Museums for Cross-Species
Empathy with non human species is a sentiment being cultivated by many contemporary eco artists whose work attempts to overcome the alienation between contemporary humans and the countless other species who share the planet with them.
But Terike Haapoja's empathetic art extends beyond cross-species identification with or vicarious experiencing of the feelings of non human life forms. Instead of ascribing her own emotions, needs, and attitudes to animals, Haapoja presents entire histories of these species from their own perspectives. She launcehed her new endeavor by creating the first museum for a non-human form of life. She describes it as "an institution that makes (the animals') experience of this shared reality visible."
The "Museum of the History of Cattle" opened on 1.12. 2013 in Helsinki.
This non-human ethnographic museum exhibits the history of one of humanity’s most important and ancient companion species – cattle. The large scale exhibition looks at the way the lives of this species was affected by humanity – emphasizing scientific theories like evolution, technological developments like the Industrial Revolution, and urbanization.

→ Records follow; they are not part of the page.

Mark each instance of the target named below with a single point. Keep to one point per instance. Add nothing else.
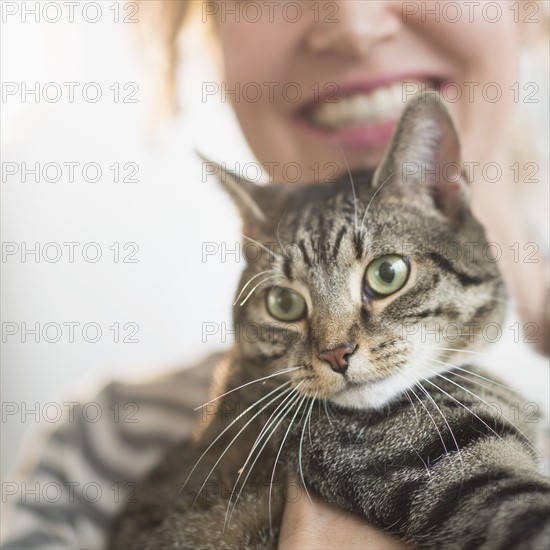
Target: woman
(345, 61)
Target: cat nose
(338, 356)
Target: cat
(340, 379)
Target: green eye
(387, 275)
(285, 304)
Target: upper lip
(349, 87)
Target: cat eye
(387, 274)
(285, 304)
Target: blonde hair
(165, 19)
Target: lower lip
(376, 136)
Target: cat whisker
(485, 402)
(248, 409)
(277, 232)
(308, 416)
(465, 377)
(298, 407)
(482, 377)
(277, 420)
(458, 451)
(254, 289)
(263, 247)
(412, 404)
(249, 281)
(326, 413)
(233, 441)
(459, 402)
(277, 373)
(352, 189)
(431, 418)
(372, 198)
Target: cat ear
(423, 158)
(246, 195)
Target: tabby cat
(340, 377)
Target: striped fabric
(71, 483)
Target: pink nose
(337, 357)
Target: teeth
(381, 105)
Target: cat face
(367, 285)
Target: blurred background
(150, 214)
(160, 216)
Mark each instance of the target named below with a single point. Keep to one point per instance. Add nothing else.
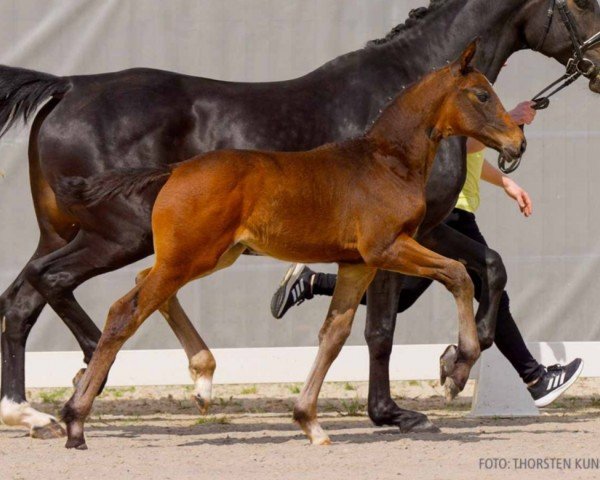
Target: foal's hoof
(321, 441)
(78, 376)
(451, 389)
(448, 362)
(47, 432)
(76, 443)
(202, 403)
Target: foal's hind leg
(124, 318)
(351, 284)
(406, 256)
(202, 363)
(382, 310)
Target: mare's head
(471, 108)
(554, 27)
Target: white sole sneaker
(554, 394)
(279, 299)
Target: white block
(500, 392)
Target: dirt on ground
(157, 433)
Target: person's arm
(494, 176)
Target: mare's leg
(406, 256)
(351, 285)
(20, 307)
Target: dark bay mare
(145, 117)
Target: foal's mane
(413, 19)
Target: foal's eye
(483, 97)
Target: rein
(577, 66)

Each of these human advances disrupted the ecosystems bovines requir to thrive. In all these ways, bovine culture is exhibited and documented beside the ideologies that impacted them. Grand concepts like time, history and heritage are also interpreted from dual cattle perspectives – those controlled by humans and cattle not subjected to normative human-domination.

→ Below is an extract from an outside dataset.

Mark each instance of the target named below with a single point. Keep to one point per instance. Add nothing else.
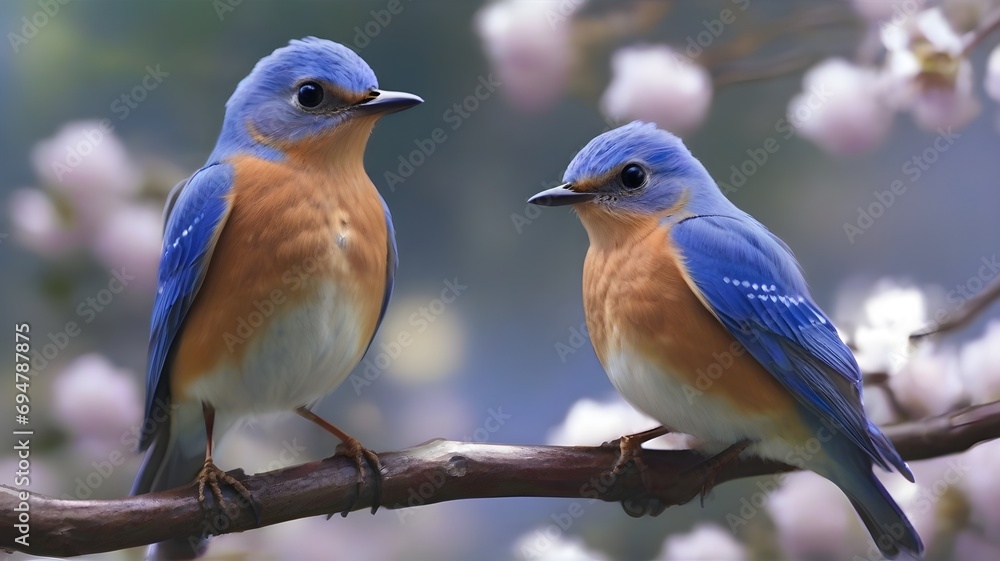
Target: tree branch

The Museum is the first part from the encyclopedic research and art project, “The History of Others”, that Haapoja is developing in collaboration with author, playwright Laura Gustafsson. The press release explains that the project aims at re-writing cultural history from the point of view of non-human animals. Research for different species’ viewpoint of shared cultural development is made in collaboration with researches and professionals from different fields of biology, humanities and arts. The project takes on different forms related to the species in question, with long distance goal of collecting different parts of the research and art works as a grand-scale Museum of the History of Others exhibition and publication.